Le MRC 53 est la structure mayennaise du Mouvement Républicain et Citoyen, qui a pour but de rassembler la gauche républicaine à partir, notamment, des idées de Jean-Pierre Chevènement, l'un de ses fondateurs, qui n'est plus membre du MRC depuis 2015. Le MRC a pris le relais du Mouvement des Citoyens (MDC) après les élections de 2002. En 2022, le MRC est devenu membre de la Fédération de la Gauche Républicaine avec quatre autres organisations politiques.
Par SORIN Michel
Moins de régulation et plus de marché
La très libérale Commissaire européenne à l’agriculture, Mariann Fischer Boel, publie un « bilan de santé » de la Politique Agricole Commune (PAC), c’est-à-dire un constat de la mise en œuvre de la réforme de 2003.
Cette réforme historique de 2003 faisait plonger l’agriculture dans le marché, délaissant les mécanismes de régulation de la production agricole. C’était une forme d’abandon de la politique agricole, ne tenant pas compte de la spécificité de l’agriculture, qui est d’assurer la sécurité de l’approvisionnement en produits alimentaires (en quantité et en qualité).
Pour 2008-2013, Bruxelles persiste et amplifie la démarche libérale, se limitant à des interventions à la marge sur les aides directes (plafonnement des aides aux très grandes structures – la France est peu concernée) et sur les modalités de versement de ces aides (il serait tenu compte davantage des surfaces cultivées que de l’historique des aides).
Il ne s’agit donc pas d’une réorientation ni d’une réforme de la PAC, mais d’une légère adaptation en fonction de l’évolution erratique des marchés agricoles. Jusqu’en 2013, le budget restera stable (environ 42 milliards d’euros, ce qui est le premier poste de dépenses - 43% du total – mais relativement beaucoup moins que dans les années 1970 – plus de 85% du budget européen).
Ce texte va être soumis à la discussion au niveau des Etats avant une décision du Conseil des ministres de l’agriculture qui aura lieu au cours du second semestre 2008, lorsque la France assurera la présidence de l’Union.
Quelle sera la position du président Sarkozy qui, en septembre, voulait une réorientation de la PAC, compte tenu de l’augmentation spéculative de certaines matières premières agricoles. Le ton du ministre de l’agriculture a déjà baissé. Hier, il souhaitait une PAC « plus durable et plus équitable ». On verra, mais il y a fort à parier que la France ne contestera pas l’orientation néolibérale portée par la Commission européenne.

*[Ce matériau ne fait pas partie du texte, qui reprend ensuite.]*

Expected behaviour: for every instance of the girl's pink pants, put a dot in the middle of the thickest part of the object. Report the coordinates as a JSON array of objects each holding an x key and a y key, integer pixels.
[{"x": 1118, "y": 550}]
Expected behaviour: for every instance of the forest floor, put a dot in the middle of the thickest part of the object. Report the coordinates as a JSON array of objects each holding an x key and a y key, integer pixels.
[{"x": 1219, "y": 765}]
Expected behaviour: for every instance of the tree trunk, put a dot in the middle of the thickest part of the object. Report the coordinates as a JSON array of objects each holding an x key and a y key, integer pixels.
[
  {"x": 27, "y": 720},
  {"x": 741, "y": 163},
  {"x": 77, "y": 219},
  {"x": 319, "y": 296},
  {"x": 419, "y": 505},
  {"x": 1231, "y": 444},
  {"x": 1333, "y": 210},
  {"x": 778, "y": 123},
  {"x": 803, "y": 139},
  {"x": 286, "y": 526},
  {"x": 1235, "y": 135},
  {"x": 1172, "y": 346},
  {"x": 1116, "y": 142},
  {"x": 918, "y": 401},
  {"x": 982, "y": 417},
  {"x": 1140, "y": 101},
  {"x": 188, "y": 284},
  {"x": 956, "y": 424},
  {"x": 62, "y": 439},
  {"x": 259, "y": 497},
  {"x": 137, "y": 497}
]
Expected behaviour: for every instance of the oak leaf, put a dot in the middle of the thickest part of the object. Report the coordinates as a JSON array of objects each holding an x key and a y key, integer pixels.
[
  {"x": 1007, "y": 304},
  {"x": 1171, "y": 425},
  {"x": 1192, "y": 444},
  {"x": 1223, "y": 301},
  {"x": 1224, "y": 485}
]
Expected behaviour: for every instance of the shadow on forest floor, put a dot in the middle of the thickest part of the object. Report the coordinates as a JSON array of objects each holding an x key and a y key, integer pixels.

Il est clair qu’une nouvelle politique agricole ne pourrait venir que de la gauche, d’une gauche qui aurait la volonté politique de réorienter la politique européenne et de faire de la politique agricole et alimentaire une application concrète de ce changement d’orientation.
A la primauté du libre-échange, elle devra préférer de nouvelles priorités :
- la sécurité alimentaire, qui implique des prix permettant aux agriculteurs de mettre sur le marché des produits correspondant à la demande des consommateurs ;
- une agriculture économe et écologique, tout en restant intensive, afin de répondre à la demande alimentaire croissante dans le monde ;
- des aides publiques plafonnées et réorientées vers les petites et moyennes exploitations et en lien avec des objectifs sociaux et territoriaux.
Il faudra tenir compte des bouleversements climatiques qui risquent de compromettre la production agricole dans de vastes zones de la planète.
Nourrir un monde marqué par d’énormes disparités, cela suppose de favoriser la mise en œuvre d’une politique agricole et alimentaire, environnementale et rurale, prenant en considération les besoins des populations dans leur diversité, et, d’abord, sur le plan de la santé publique.